Выехали на тихую улицу с озябшими липами вдоль тротуаров. Из машины вышли возле щелистого сырого забора. Наспех сколоченный из случайных досок и подвернувшихся под руку горбылей, был он коряв и неровен, а от сырости темен.
За забором чернел котлован для фундамента.
— Здесь и будешь жить, — председатель показал пальцем на дно котлована. — Лучше места не найдешь. Самый центр. И тихо.
На глинистых боках котлована местами осел снег, а на дне стояла мутно-ржавая лужа. Снизу, как из погреба, тянуло мозглым холодом.
Андрей Данилович передернул плечами.
— Как тихо в таких домах бывает — я знаю. Если в одной квартире музыку заведут, так весь дом под нее плясать сможет.
— Почему? Дом будет не малометражный.
— А-а… Все едино.
Председатель нахмурился и осведомился:
— Послушай-ка, Андрей Данилович, ты ведь, помнится, сам ко мне пришел? Верно? Или мне память изменяет?
— Ну верно, конечно.
— Пришел и попросил: поменяй дом на квартиру в центре. За язык я тебя не тянул? Так или не так?
— Так, так… Все так, — засмеялся Андрей Данилович. — А чего это ты спрашиваешь?
— А вот и то… Давай смотри — подходит место или нет. Если нет — скажи. Найдем другое, хоть завтра перебирайся, только уже само собой подальше от центра.
— Да место-то хорошее… — протянул Андрей Данилович.
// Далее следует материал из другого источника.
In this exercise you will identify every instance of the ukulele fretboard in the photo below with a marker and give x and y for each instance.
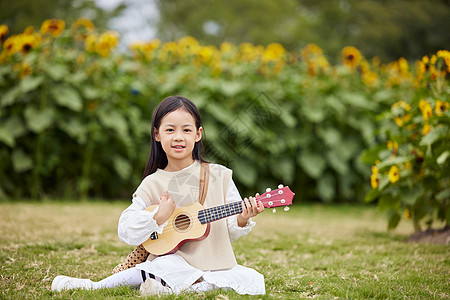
(219, 212)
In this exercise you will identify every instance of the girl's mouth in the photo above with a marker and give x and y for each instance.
(178, 148)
— Опять за свое. Отвечай без мычания, членораздельно — подходит или нет.
— Я же сказал, что хорошее место. Подходит.
— Ну и слава богу. Поехали, — сказал председатель и суховато, по-деловому добавил: — Дом должны сдать в октябре.
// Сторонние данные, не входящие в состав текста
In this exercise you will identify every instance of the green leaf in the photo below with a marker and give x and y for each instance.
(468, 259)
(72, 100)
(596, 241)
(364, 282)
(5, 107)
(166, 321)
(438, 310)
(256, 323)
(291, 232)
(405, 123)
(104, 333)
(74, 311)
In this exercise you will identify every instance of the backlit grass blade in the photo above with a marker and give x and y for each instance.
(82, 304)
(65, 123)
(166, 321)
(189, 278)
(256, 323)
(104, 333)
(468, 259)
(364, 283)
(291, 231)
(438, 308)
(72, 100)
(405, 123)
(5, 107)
Подобрав пальцами полы пальто, он пошел на носках по вязкой жиже. Сел за руль и нетерпеливо крикнул:
— Поехали, что ли?! Некогда же!
— Ладно, езжай один. Езжай, — махнул рукой Андрей Данилович. — Я пройдусь.
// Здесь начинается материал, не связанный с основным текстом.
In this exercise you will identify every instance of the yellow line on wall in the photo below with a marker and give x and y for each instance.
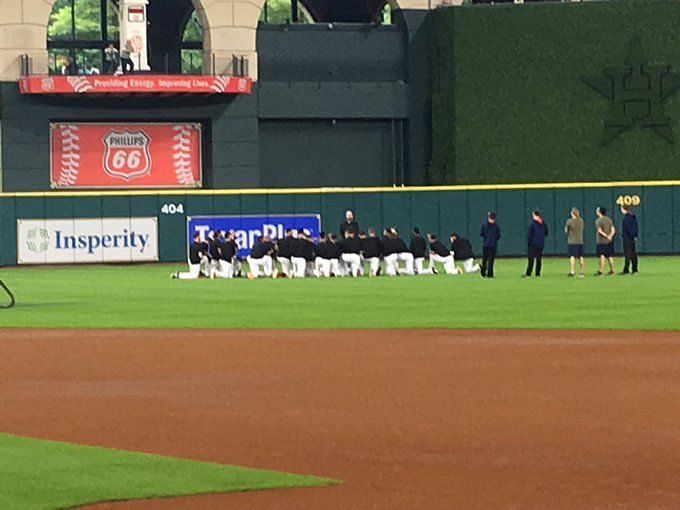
(310, 191)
Постояв еще на краю котлована, он вздохнул и сковырнул носком ботинка запорошенный снегом ком глины. Глина шлепнулась в лужу, и по желтой воде прошла рябь.
Андрей Данилович поежился, сунул руки в карманы пальто и отошел, стал огибать строительную площадку по узкому деревянному тротуарчику, поднятому вдоль забора над землей. От тяжеловатого шага его на тротуарчике гнулись доски.
Улица за забором вела к площади. В конце ее, выходя на площадь фасадом, стояло большое здание, облицованное у фундамента полированным гранитом. Он пошел в ту сторону, опустив плечи и пригорбив спину, пропустил переполненный троллейбус, выворачивающийся на площадь. Троллейбус сыпанул «удочками» в сырой воздух бледные искры, и на мокрый асфальт упали безжизненные синие отсветы.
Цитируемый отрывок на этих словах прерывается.